Jessica Alexander, recently cast in Disney’s live-action Little Mermaid, plays older sister Bee with an air of dreamy whimsy, perpetually lost in memory and fantasy. Middle sister Evie is played by Anja Taljaard, bringing just the right mix of stoicism and quiet desire to the role. Younger sister Daisy, played by newcomer Kitty Harris, is a delight, part wide-eyed innocence and part unfazed survivor, comfortable with the horrors of everyday life while curious about what came before.

But it’s the older cast that anchors the show, easily selling the drama while stealing nearly every scene they appear in.

Hilton Pelser as The Stranger brings a perfect balance of gentility and deviousness to what could have been a throwaway role. Is he an innocent wanderer? A snake in the grass? He straddles the line quite effortlessly. And Adrienne Pearce, as the mother, absolutely owns the role. She’s the ultimate matriarch — wise and patient, practical and calculating, firmly in control of the haven she has built for her family.

Costuming is absolutely on point.

The Victorian-era garb, replete with homebrew breathing apparatus attached to bonnets, gives the film a unique visual style in the growing post-apocalyptic market. Instead of drab colors and hand-me-down attire, Glasshouse is populated with spotless white shifts, tunics, and bygone-era underthings.

It’s a welcome departure from the genre staples.

In keeping with that theme, Glasshouse is a brightly lit experience, taking place exclusively at the real-world Pearson Conservatory, a Victorian-era glass mansion that is almost a character unto itself. Primarily shot during the day, the abundant greenery and glue-covered windows lend the proceedings a dreamlike quality.

Aside from a single moment in the first few minutes of the movie, where one of the characters is reading a fading magazine mentioning the COVID pandemic, Glasshouse feels like a timeless affair.

Technology is nearly nonexistent; outside of a rifle, the aforementioned gas masks, and some battery-powered flashlights, this movie could take place one hundred years in either direction.

But where the movie really shines is in its examination of the value of recollection. In a world where The Shred can erase memories (the longer you’re out in it without a mask, the more it takes), the characters grapple with the importance of remembering versus forgetting. Evie contends that without memories, there is no point to existence, while Bee argues that hanging onto painful experiences only causes unnecessary grief.

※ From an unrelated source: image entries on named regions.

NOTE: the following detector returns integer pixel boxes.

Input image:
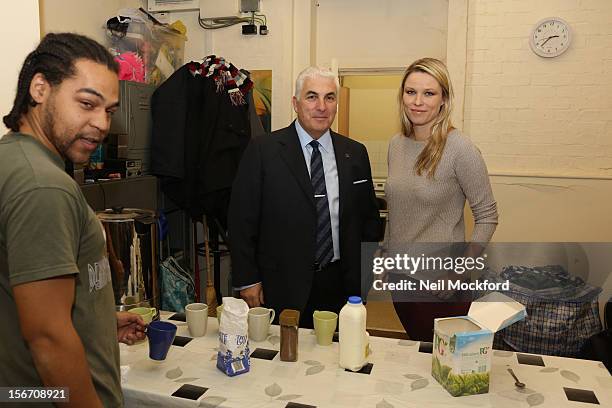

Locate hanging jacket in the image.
[151,63,263,227]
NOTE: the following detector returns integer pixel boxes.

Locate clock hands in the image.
[540,35,559,47]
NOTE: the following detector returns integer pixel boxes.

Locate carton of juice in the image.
[431,292,527,397]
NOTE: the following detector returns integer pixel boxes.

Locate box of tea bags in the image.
[431,292,527,397]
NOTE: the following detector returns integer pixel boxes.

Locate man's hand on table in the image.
[117,312,146,345]
[240,283,264,307]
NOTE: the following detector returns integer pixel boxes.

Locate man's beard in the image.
[41,99,80,164]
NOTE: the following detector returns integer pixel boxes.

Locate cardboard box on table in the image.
[431,292,527,397]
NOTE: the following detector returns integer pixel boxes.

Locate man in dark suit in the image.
[229,67,381,327]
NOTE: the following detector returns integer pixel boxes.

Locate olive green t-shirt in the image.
[0,133,123,407]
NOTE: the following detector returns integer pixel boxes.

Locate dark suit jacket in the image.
[229,123,381,314]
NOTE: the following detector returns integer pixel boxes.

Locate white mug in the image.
[185,303,208,337]
[249,307,276,341]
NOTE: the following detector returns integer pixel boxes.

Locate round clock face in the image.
[529,17,572,58]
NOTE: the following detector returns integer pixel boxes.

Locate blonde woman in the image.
[385,58,497,341]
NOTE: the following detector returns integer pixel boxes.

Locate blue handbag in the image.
[159,256,195,313]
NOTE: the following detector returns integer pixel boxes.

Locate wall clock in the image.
[529,17,572,58]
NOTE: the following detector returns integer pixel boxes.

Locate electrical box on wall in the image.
[240,0,259,13]
[200,0,240,18]
[147,0,200,12]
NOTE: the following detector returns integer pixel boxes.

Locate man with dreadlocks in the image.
[0,33,144,407]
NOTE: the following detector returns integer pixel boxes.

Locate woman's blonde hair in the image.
[397,58,453,177]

It’s a theme that has been played with before in cinema.

Eternal Sunshine of the Spotless Mind stands out as the most obvious, but even films like Memento offer ruminations on the concept of memory. Glasshouse makes compelling arguments for both sides of the fence while allowing viewers to make up their own minds.

And yes, a few of the metaphors are less than subtle; that memory can be just as much a prison as a physical structure is front-and-center in the narrative. But that’s ok. With a slow-burn film like this, it’s nice to have something overt thrown in now and again.

I’m not going to sugarcoat it; GLASSHOUSE won’t be everyone’s cup of tea. It’s a film that focuses on the rot and decay underneath the veneer instead of some ultimate “big bad” amassing a body count.

There are glimpses of sexuality, and the entire film is permeated with erotic overtones, but actual skin is rarely on display. Viscera is relegated more towards scenes of science and education instead of in service of splatter. All of the typical features that make a horror movie a “horror” movie are absent here.

That said, this reviewer was invested from start to finish. Even the somewhat depressing ending felt both appropriate and earned. Kelsey Egan is one to watch, and I’m excited to see what project she tackles next.

RENT IT. This emphatic recommendation comes with a caveat. Hardcore horror fans eager to see plenty of onscreen carnage will almost surely be disappointed. But fans of thought-provoking, slow-burning dramatic thrillers should find plenty to love about this strong and satisfying debut from Kelsey Egan.